I was cautious not to tell Mark specifics about my problems unless it had to do with work. Arden and all my little lifelong problems seemed too complicated to explain. And they never seemed as bad when I said them out loud anyway. I saved all that for Alice. But I did complain about my parents, a lot, in sweeping generalizations.

Still I worried that I was telling him too much, and that I was becoming a burden to him. I worried that Mark only talked to me because I was so desperate. And I worried, that in general, what I was doing was unprofessional because, really, anyone knows you shouldn’t be in the arms of the boss behind closed doors on a regular basis.

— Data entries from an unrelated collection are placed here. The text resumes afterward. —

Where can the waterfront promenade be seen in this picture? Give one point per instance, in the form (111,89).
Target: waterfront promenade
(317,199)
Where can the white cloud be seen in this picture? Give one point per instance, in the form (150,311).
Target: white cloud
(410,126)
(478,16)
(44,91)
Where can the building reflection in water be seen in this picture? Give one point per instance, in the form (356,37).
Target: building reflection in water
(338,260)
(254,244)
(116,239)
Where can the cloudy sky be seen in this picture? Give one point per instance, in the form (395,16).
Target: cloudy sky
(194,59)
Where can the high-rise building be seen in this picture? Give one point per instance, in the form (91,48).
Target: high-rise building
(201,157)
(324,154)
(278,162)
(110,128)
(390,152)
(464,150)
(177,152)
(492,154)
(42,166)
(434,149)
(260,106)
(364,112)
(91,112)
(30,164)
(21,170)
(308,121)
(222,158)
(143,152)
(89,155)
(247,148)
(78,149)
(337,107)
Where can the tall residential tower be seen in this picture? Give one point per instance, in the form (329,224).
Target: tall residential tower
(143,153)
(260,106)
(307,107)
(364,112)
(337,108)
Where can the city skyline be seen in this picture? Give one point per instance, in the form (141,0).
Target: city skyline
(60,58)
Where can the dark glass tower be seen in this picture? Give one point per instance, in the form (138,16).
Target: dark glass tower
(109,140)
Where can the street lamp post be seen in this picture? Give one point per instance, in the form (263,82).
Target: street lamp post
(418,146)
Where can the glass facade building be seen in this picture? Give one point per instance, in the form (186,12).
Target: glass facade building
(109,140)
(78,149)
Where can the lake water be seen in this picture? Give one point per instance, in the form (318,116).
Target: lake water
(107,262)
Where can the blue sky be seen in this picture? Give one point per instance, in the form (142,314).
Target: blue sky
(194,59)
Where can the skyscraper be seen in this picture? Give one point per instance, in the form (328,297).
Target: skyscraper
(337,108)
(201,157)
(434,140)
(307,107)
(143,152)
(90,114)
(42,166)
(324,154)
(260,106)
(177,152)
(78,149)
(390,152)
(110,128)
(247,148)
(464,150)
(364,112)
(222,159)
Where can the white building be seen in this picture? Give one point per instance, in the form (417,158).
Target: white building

I can only marvel now at my ability to recognize and grant myself exactly what I needed at the time, despite the fact that I didn’t understand what was happening. Sometimes Mark asked me about psychotherapy and how it worked, but I had no awareness of how it worked or that it was working at all, or that I was doing it with him, so I explained the mechanics of my sessions with Alice instead. It didn’t matter to me anyway. She had said it was important for me to ignore the process and to work on trusting myself and other people. She assured me Mark’s behavior was kind and well-intentioned, and she emphasized that my job was to accept it.

Michael didn’t mind either. When I wasn’t eating lunch with Mark I was eating lunch with him. He knew what I was doing with Mark because I told him clearly what I was doing. And really, considering how difficult I could be at home, he welcomed any steadying force. Since at work Michael was located in a different building altogether, and didn’t package cardiovascular studies, he and Mark rarely saw one another. But occasionally Michael met with clinical personnel to discuss packaging issues and Mark had a reputation for being professional and smart. Michael trusted Mark, and Alice. As long as I was happy, Michael was happy too.

These few people whom I dared to trust tacitly agreed that it was okay to continue what I was doing, for now.